Friday, January 3, 2014

Sad sequel for Shields families


Sad sequel for Shields families of first attack on British mainland in December, 1914


On the 16th December, 1914 a substantial German naval force set out across the North Sea to test the Royal Navy’s response to their movement and to carry out a number of raids on North Sea coastal towns. An earlier attack on Great Yarmouth had been ineffective but this later incursion along the east coast was to prove more devastating, and an embarrassment for the Admiralty.

After separating as they crossed the Dogger Bank area, one element of the German raiders approached Scarborough, where a relatively unimportant seaside town was subjected to a bombardment which killed several people and caused damage to a number of significant buildings, including the Grand Hotel. The effect however was more psychological – here was an enemy able to penetrate the defensive cordon of the Royal Navy which ‘had ruled the waves’ for one hundred years.

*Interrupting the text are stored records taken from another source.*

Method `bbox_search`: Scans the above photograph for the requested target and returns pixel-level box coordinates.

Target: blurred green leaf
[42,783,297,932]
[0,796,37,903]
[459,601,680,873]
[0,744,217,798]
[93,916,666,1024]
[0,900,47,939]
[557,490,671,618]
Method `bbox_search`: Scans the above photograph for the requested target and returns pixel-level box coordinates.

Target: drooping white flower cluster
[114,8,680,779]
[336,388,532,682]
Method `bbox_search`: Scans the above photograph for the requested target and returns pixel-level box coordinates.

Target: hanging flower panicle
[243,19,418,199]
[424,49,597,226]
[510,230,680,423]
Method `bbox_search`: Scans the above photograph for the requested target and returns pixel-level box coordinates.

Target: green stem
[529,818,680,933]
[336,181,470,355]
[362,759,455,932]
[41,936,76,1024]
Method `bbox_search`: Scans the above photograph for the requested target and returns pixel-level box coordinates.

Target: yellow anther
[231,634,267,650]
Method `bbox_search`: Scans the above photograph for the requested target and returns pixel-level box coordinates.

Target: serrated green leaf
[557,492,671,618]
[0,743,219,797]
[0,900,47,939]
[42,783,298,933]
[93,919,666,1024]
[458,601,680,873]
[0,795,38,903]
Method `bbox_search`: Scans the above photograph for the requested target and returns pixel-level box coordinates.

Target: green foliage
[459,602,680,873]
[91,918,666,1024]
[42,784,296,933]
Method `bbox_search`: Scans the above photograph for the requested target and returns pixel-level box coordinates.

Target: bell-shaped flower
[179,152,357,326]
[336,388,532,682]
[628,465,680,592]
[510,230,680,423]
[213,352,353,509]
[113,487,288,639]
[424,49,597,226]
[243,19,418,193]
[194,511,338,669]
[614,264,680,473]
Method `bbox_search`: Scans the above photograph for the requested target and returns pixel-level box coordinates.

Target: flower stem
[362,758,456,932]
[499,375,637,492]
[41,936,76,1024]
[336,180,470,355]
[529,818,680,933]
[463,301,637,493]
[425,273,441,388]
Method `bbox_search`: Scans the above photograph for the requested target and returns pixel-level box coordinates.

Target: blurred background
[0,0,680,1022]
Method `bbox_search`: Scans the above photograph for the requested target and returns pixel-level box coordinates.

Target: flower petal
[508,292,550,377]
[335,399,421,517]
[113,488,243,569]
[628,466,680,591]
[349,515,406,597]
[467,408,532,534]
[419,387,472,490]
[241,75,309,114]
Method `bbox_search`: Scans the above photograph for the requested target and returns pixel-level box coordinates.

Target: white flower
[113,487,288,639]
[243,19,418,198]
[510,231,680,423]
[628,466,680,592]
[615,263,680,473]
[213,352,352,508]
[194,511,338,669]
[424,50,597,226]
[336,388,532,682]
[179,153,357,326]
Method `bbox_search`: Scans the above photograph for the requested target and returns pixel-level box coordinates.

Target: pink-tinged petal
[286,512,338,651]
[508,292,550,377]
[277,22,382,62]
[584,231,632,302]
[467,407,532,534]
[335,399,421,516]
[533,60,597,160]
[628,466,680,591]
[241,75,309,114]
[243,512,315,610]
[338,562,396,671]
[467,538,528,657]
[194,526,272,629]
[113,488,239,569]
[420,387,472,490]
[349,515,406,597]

The more significant target in military terms was Hartlepool, and while the ability to decode German signals meant the navy was aware of an approaching incursion by the the second substantial German force, the response from the land and naval defences of the town was to prove ineffective.

The Hartlepool attack killed 86 civilians and injured 424. Seven soldiers were killed and 14 injured from the garrison at the Heugh and harbour batteries – the first British soldiers to be killed on the UK mainland in the war. 1,150 shells were fired at the town, striking targets including the steelworks, gasworks, railways, seven churches and 300 houses. As in Scarborough to the south, people fled the town by road and attempted to do so by train. Retaliatory fire from the British forces killed eight German sailors and 12 were wounded At 08:50, the German ships departed, the British naval forces at Hartlepool had been unable to engage the enemy for reasons of size and range.

As a subsidiary part of this probing mission the German Light Cruiser Kolberg, part of the force attacking Scarborough, had laid a field of mines off the Yorkshire coast near to Flamborough Head which over the coming months was to cause the loss of several ships which disappeared without trace after setting off from North East ports for the south.

The ss Glenmorven left the Tyne on Boxing Day, 1914 and was lost with all hands – presumed to have struck a mine laid by the Kolberg. Crew members lost and connected to North Shields were William Bower aged 17 of Coburg Street, John Roberston aged 46 (born in Ceylon) whose address was given as Albert Edward Dock, John Todd aged 17, until recently an inmate of the TS Wellesley, who had been born in Morpeth and lastly Julius Charles Wedderkopp aged 44, a Steward on the ship who was born in Copenhagen and lived at Linskill Street with his wife Winifred (nee Nicholson).
The wide-ranging of origins of these four men is indicative of the very cosmopolitan and transient nature of the population of North Shields at that time. Tracing their histories is very difficult - any information relatives can provide is vital to the work of the project.